Heart Failure and Inherited Cardiac Diseases Unit, Department of Cardiology, Hospital Universitario Puerta de Hierro Majadahonda, Manuel de Falla, 2, Majadahonda, Madrid 28222, Spain.
Department of Nuclear Medicine, Hospital Universitario Puerta de Hierro, Madrid, Spain.
Eur Heart J. 2015 Oct 7;36(38):2585-94. doi: 10.1093/eurheartj/ehv338. Epub 2015 Jul 28.

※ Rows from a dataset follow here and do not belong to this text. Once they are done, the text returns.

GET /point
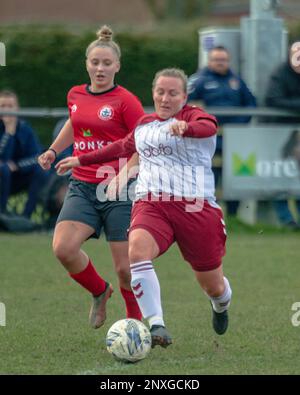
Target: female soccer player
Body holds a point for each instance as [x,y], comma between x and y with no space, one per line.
[100,113]
[175,146]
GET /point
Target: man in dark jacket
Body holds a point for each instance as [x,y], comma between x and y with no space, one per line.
[217,86]
[19,148]
[283,92]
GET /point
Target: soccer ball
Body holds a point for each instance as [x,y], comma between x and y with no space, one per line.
[128,340]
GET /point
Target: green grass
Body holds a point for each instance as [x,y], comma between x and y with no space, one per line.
[47,329]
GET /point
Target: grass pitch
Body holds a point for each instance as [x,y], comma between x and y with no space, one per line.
[47,329]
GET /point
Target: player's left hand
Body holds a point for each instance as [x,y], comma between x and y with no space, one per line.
[178,128]
[66,164]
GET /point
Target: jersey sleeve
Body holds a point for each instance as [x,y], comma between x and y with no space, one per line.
[132,111]
[116,150]
[200,123]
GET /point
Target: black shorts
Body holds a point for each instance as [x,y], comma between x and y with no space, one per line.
[81,204]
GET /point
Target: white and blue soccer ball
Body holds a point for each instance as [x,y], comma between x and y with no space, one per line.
[128,340]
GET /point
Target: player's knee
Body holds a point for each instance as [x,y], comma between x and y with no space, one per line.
[139,250]
[214,290]
[64,252]
[136,253]
[123,273]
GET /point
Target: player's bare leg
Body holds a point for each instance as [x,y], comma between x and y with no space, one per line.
[142,250]
[119,251]
[67,241]
[217,287]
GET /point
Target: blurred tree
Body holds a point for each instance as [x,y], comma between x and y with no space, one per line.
[180,9]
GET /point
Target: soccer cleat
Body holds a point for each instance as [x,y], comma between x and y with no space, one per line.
[98,309]
[220,322]
[160,336]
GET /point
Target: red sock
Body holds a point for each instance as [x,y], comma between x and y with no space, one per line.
[132,308]
[90,280]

Heart failure with preserved ejection fraction (HFpEF) is a heterogeneous clinical syndrome with multiple underlying causes. Wild-type transthyretin (TTR) amyloidosis (ATTRwt) is an underdiagnosed cause of HFpEF that might benefit from new specific treatments. ATTRwt can be diagnosed non-invasively by (99m)Tc-3,3-diphosphono-1,2-propanodicarboxylic acid ((99m)Tc-DPD) scintigraphy. We sought to determine the prevalence of ATTRwt among elderly patients admitted due to HFpEF.

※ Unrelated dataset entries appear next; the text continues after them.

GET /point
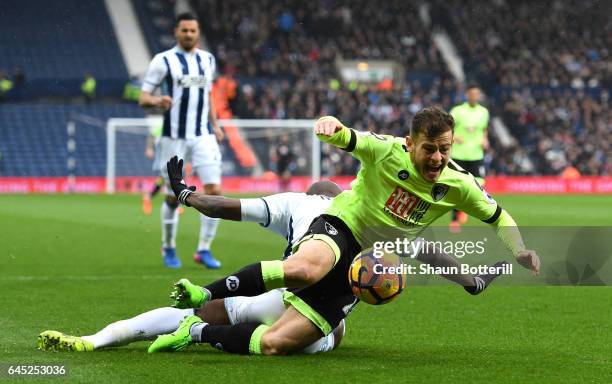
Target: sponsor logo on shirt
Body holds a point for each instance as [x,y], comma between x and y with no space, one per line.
[188,81]
[438,191]
[405,207]
[330,229]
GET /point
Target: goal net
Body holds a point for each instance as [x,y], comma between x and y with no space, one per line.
[251,148]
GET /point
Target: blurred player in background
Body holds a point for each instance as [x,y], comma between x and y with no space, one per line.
[284,161]
[471,141]
[187,73]
[152,153]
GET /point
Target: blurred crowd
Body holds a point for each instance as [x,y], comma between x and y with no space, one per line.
[545,66]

We prospectively screened all consecutive patients ≥60 years old admitted due to HFpEF [left ventricular (LV) ejection fraction ≥50%] with LV hypertrophy (≥12 mm). All eligible patients were offered a (99m)Tc-DPD scintigraphy. The study included 120 HFpEF patients (59% women, 82 ± 8 years). A total of 16 patients (13.3%; 95% confidence interval: 7.2-19.5) showed a moderate-to-severe uptake on the (99m)Tc-DPD scintigraphy. All patients with a positive scan underwent genetic testing of the TTR gene, and no mutations were found. An endomyocardial biopsy was performed in four patients, confirming ATTRwt in all cases. There were no differences in age, gender, hypertension, diabetes, coronary artery disease, or atrial fibrillation between ATTRwt patients and patients with other HFpEF forms. Although patients with ATTRwt exhibited higher median N-terminal pro-brain natriuretic peptide (6467 vs. 3173 pg/L; P = 0.019), median troponin I (0.135 vs. 0.025 µg/L; P < 0.001), mean LV maximal wall thickness (17 ± 3.4 vs. 14 ± 2.5 mm; P = 0.001), rate of pericardial effusion (44 vs. 19%; P = 0.047), and rate of pacemakers (44 vs. 12%; P = 0.004), clinical overlap between ATTRwt and other HFpEF forms was high.
ATTRwt is an underdiagnosed disease that accounts for a significant number (13%) of HFpEF cases. The effect of emerging TTR-modifying drugs should be evaluated in these patients.
射血分数保留的心力衰竭(HFpEF)是一种具有多种潜在病因的异质性临床综合征。野生型转甲状腺素蛋白(TTR)淀粉样变性(ATTRwt)是 HFpEF 的一种诊断不足的病因,可能受益于新的特异性治疗。ATTRwt 可通过(99m)Tc-3,3-二膦酸基-1,2-丙二羧酸((99m)Tc-DPD)闪烁显像术进行无创诊断。我们旨在确定老年 HFpEF 患者中ATTRwt 的患病率。
我们前瞻性筛查了所有因 HFpEF[左心室(LV)射血分数≥50%]伴 LV 肥厚(≥12mm)而入院的≥60 岁的连续患者。所有符合条件的患者均接受了(99m)Tc-DPD 闪烁显像术。该研究共纳入 120 例 HFpEF 患者(59%为女性,82±8 岁)。共有 16 例患者(13.3%;95%置信区间:7.2-19.5)的(99m)Tc-DPD 闪烁显像术表现为中重度摄取。所有扫描阳性的患者均接受了 TTR 基因突变检测,未发现突变。4 例患者进行了心内膜心肌活检,均证实为 ATTRwt。ATTRwt 患者与其他 HFpEF 类型患者在年龄、性别、高血压、糖尿病、冠状动脉疾病或心房颤动方面无差异。尽管 ATTRwt 患者的中位 N 末端脑利钠肽前体(6467 比 3173pg/L;P=0.019)、中位肌钙蛋白 I(0.135 比 0.025μg/L;P<0.001)、平均 LV 最大壁厚度(17±3.4 比 14±2.5mm;P=0.001)、心包积液发生率(44 比 19%;P=0.047)和起搏器植入率(44 比 12%;P=0.004)较高,但 ATTRwt 与其他 HFpEF 类型之间存在高度的临床重叠。
ATTRwt 是一种诊断不足的疾病,占 HFpEF 病例的很大比例(13%)。应在这些患者中评估新兴的 TTR 修饰药物的疗效。